Lowell Thomas once said, “At some point in aging, everything reminds you of something else.” If, like I do, you have trouble remembering what the “else” is, read on.
A major study by the National Institute of Mental Health in Philadelphia compared men at age 81 with their performance on the same tests taken at ages 75 and 70. Cognitive abilities associated with advanced aging were relatively unchanged. Studies at Sweden, Duke University, and the National Institute on Aging also have found that mental decline is not inevitable. Research on products like HGH is also on.
In her book, Brain Fitness, Monique Le Poncin, founder of the French National Institute for Research on the Prevention of Cerebral Aging, identified various human mental abilities such as perception, long- and short-term memory, logic, and verbal skills.
The goal of brain fitness is to ward off mental decline before it happens. The exercises are simple and fun, and by repeating them over several weeks progress can be seen in a relatively short time.
Exercise your perceptive abilities on a day-by-day basis. The goal of the following exercises is sharpen all of your five senses. Combine variations of these exercises each day, and a keep a record of your progress. Note especially where you have problems so you can work on areas where you are weakest.
* Sight. Each day, observe an object, a photograph, for example, or a person on the street. Draw your perception immediately to exercise short-term memory. At the end of the week, redraw the seven objects or people to exercises long-term memory. Also meditation has been known to enhance memory.
* Smell and Taste. When dining try to identify the ingredients in the dishes you are served. Concentrate on the subtle flavorings of herbs and spices. Ask the waiter or your host to verify your perceptions.
* Memory. Try to memorize the dishes offered on your favorite restaurant’s menu. Make the exercise more challenging by trying to memorize the prices too. At the end of the day, recall as many of the dishes and prices as you can.
* Hearing. On the telephone, practice recognizing callers before they identify themselves. Memorize phone numbers. At the end of the day, write down the people you spoke with and their phone numbers. At the end of the week, try to remember as many as you can.
* Smell and Touch. Exercise your smell and touch by trying to identify objects with your eyes closed. Exercise your visuospatial ability to make quick and accurate estimates of distances, areas, and volumes–the general proportions of things and their distribution in space. When you walk into a room of a group of people, try to quickly determine how many are on your right and your left, as well as the left-right distribution of furniture and other objects. Try to estimate their length and thickness of other objects. Try to draw a plan or map of the places you visit. Repeat the next day and the day after.
* Exercise your structuralization ability, your ability to build a logical whole from disparate elements.
* Take a sentence from a magazine or newspaper. (This is a logical whole.) Try to make a new sentence using the same words in another snetence. Buy a jigsaw puzzle and try to fit the pieces together as quickly as possible. Note the time it takes you. Do it again a week later and compare the times.
* Exercise your logic, your art of reasoning by finding order in a sequence of disparate elements. Don’t use a list when shopping. Instead, invent a system to take the list’s place.

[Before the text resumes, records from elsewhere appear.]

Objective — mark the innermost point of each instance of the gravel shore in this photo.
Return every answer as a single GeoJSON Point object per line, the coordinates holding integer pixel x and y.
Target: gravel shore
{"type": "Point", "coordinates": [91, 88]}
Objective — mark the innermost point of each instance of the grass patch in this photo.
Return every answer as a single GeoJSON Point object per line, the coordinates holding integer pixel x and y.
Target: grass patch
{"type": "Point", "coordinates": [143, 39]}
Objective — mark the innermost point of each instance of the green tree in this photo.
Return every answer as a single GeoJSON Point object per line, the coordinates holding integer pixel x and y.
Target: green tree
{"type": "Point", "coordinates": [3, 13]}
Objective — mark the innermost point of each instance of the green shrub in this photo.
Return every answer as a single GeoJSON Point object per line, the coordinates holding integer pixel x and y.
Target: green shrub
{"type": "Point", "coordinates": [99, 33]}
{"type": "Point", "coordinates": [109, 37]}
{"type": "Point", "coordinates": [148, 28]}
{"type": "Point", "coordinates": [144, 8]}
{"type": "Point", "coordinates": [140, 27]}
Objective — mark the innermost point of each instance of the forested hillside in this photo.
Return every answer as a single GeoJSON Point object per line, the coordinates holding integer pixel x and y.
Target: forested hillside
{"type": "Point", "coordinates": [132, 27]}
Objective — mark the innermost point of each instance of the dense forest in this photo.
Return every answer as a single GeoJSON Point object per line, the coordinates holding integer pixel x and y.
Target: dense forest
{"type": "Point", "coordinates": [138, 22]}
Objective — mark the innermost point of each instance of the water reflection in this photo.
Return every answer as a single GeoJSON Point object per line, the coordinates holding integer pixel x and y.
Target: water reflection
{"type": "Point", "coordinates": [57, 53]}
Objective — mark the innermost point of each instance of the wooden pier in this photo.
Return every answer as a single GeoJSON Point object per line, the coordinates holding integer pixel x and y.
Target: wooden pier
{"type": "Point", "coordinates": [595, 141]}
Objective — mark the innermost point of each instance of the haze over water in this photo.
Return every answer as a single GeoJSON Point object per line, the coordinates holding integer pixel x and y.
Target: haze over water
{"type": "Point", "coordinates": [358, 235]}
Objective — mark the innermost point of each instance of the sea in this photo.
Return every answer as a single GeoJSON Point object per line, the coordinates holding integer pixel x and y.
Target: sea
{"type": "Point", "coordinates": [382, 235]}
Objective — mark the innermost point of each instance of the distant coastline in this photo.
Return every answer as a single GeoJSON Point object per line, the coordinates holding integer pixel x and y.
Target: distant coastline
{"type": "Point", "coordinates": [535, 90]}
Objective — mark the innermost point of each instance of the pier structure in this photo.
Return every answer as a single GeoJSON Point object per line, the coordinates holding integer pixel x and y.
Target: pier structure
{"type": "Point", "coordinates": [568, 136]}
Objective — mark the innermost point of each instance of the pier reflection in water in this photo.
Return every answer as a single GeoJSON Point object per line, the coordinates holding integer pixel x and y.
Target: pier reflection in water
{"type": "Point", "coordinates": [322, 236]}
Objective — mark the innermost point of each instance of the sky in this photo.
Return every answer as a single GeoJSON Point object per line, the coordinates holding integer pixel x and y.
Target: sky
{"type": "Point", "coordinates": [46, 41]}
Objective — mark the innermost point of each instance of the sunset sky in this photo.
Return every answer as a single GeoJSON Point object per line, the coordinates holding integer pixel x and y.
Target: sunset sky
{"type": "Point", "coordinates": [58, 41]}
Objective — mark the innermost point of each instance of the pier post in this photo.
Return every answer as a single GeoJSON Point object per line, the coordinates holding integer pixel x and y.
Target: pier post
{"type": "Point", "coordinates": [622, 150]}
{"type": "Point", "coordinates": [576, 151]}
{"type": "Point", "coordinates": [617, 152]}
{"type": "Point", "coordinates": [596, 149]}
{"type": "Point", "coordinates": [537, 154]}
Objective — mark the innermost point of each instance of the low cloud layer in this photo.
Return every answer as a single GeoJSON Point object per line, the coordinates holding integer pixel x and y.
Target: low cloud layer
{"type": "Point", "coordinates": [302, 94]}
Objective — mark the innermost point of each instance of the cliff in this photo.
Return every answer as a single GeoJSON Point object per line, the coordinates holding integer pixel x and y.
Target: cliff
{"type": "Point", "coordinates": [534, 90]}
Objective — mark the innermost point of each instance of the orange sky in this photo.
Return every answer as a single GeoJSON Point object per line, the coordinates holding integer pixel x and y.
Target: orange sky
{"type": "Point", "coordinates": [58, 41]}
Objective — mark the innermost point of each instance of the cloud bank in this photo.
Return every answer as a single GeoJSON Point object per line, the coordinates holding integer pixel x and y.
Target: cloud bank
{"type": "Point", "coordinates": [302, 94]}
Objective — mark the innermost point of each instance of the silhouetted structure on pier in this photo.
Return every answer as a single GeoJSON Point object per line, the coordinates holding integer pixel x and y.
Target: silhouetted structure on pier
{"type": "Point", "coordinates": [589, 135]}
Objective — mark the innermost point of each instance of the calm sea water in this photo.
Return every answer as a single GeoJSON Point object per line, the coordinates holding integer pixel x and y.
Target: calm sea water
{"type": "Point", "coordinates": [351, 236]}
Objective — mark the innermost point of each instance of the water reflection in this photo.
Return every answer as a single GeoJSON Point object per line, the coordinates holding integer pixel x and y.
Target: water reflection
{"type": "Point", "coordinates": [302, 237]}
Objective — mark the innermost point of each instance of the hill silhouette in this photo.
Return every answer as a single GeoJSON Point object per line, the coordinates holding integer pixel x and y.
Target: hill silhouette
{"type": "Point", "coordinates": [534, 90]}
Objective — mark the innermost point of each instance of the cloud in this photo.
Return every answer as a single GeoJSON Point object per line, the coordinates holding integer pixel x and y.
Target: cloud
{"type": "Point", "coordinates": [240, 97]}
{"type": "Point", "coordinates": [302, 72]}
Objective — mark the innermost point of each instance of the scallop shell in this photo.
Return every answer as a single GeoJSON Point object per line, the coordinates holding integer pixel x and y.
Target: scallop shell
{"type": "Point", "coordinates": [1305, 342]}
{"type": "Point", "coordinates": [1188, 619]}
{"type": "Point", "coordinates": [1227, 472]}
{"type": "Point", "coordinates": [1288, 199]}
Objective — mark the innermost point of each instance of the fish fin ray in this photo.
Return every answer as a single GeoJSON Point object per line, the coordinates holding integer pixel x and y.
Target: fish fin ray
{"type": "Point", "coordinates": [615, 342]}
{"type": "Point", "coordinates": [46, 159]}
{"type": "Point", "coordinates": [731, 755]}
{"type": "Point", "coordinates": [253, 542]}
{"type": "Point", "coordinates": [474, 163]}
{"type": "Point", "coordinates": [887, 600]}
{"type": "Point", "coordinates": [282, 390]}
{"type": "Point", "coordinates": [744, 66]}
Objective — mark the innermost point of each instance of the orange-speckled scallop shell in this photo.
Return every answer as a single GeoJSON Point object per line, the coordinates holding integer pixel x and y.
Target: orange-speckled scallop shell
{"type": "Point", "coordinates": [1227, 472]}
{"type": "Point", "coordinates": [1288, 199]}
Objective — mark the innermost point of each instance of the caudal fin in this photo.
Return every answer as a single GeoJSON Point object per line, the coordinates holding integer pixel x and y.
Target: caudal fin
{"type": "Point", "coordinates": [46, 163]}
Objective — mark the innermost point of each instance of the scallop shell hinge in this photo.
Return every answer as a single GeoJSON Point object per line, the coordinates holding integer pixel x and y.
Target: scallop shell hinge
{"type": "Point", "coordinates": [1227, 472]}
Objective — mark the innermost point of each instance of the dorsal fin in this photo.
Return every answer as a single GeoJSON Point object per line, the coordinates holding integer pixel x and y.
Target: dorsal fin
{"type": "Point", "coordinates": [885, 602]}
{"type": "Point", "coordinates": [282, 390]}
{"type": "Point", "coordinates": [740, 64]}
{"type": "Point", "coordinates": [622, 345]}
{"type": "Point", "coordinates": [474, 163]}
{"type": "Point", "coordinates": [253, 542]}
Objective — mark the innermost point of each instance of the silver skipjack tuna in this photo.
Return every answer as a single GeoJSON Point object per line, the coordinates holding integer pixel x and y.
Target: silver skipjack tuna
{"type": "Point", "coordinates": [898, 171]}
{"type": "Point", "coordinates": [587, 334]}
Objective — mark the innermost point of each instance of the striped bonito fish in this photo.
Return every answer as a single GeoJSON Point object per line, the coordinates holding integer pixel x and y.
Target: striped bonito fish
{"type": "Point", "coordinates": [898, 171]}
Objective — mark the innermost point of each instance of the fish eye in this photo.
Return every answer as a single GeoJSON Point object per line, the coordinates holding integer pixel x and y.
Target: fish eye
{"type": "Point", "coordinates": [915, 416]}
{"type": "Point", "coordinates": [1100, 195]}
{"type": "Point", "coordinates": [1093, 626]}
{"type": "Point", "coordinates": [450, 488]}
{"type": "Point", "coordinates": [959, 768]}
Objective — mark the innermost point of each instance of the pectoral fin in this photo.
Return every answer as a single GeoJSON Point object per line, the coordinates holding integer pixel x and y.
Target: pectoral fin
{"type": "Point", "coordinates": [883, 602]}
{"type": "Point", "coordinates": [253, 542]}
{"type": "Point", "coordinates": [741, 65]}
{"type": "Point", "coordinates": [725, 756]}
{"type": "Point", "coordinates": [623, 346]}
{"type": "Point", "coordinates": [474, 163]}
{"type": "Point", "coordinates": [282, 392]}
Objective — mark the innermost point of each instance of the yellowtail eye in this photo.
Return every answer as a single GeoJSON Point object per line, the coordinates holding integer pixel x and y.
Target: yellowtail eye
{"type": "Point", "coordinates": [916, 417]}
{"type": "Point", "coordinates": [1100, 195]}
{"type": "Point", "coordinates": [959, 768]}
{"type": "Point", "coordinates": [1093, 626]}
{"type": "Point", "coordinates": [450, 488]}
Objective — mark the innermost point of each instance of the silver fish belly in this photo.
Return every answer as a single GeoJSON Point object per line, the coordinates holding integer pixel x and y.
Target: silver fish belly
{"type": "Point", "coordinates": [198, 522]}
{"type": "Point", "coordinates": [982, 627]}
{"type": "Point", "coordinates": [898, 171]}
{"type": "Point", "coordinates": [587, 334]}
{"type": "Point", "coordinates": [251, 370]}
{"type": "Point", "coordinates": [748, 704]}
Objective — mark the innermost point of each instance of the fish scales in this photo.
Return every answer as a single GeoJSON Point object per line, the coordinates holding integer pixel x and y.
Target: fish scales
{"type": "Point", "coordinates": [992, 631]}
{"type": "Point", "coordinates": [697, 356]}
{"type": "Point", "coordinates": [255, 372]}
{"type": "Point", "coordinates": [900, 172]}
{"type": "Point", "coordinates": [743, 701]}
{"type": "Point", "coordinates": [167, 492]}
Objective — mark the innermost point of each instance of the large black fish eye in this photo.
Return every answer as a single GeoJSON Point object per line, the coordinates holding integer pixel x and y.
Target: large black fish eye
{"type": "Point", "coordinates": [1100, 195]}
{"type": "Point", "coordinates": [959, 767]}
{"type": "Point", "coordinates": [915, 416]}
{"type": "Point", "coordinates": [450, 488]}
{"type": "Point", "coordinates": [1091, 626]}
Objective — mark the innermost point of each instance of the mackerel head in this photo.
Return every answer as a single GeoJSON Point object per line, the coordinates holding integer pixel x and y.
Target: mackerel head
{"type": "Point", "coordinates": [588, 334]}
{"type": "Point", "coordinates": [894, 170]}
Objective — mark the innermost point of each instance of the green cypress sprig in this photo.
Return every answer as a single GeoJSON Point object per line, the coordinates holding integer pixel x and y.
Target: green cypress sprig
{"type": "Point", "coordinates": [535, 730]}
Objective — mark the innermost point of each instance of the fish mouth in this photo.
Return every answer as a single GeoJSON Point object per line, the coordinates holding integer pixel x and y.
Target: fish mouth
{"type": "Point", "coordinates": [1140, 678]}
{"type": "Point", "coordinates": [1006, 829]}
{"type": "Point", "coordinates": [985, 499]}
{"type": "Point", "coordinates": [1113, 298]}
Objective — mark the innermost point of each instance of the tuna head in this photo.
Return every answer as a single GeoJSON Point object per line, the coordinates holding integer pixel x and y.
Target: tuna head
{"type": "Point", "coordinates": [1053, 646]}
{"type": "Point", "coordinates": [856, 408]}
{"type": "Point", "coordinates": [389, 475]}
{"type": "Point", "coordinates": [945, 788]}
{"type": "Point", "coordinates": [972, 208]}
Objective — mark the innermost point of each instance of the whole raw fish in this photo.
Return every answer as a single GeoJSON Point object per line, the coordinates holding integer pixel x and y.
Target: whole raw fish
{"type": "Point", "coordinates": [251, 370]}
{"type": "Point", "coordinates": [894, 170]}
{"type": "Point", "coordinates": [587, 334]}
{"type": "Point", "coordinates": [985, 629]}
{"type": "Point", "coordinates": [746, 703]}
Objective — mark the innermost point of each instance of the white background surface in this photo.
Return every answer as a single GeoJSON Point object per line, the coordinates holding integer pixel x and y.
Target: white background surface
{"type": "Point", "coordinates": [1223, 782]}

Use memory aids, such as forming a complete word, or one that can be completed by adding a certain vowel or consonant from the first letters of the words for the things you need to buy.
* Card games such as pinochle and bridge or board games such as chess or checkers involve logical activities. So do word games such as crossword puzzles and anagrams. To avoid routine, which is the opposite of activation, frequently change the games to exercise different cerebral circuits and neuronal regions. Explore other activities that are completely new to you and find new partners for old–and new–games and activities.
* Exercise your verbal abilities. Listen to the morning news. During the day, write down the main points. Do the same again in the evening. When you meet someone, try to come up with an anagram of his or her name. When you see a word–any word–quickly think of others that begin with the same two letters. When you come to the end of a chapter in a book, try to summarize it as briefly as possible, orally or in writing. Do the same for the whole book after you finish it.
Le Poncin points out that to create a mentally fit lifestyle also means overcoming monotony and routine. Monotony generates mental (and emotional) lethargy and resignation. Organize your life so that you are involved and open to others through dialogue, interaction, and confrontation. Remember–failing memory and sluggish thinking are not inevitable cohorts of aging. You have the ability to maximize your cognitive skills and enhance your older years. From Brain Fitness; LePoncin, M.; New York, NY; Ballantine Books; 1990.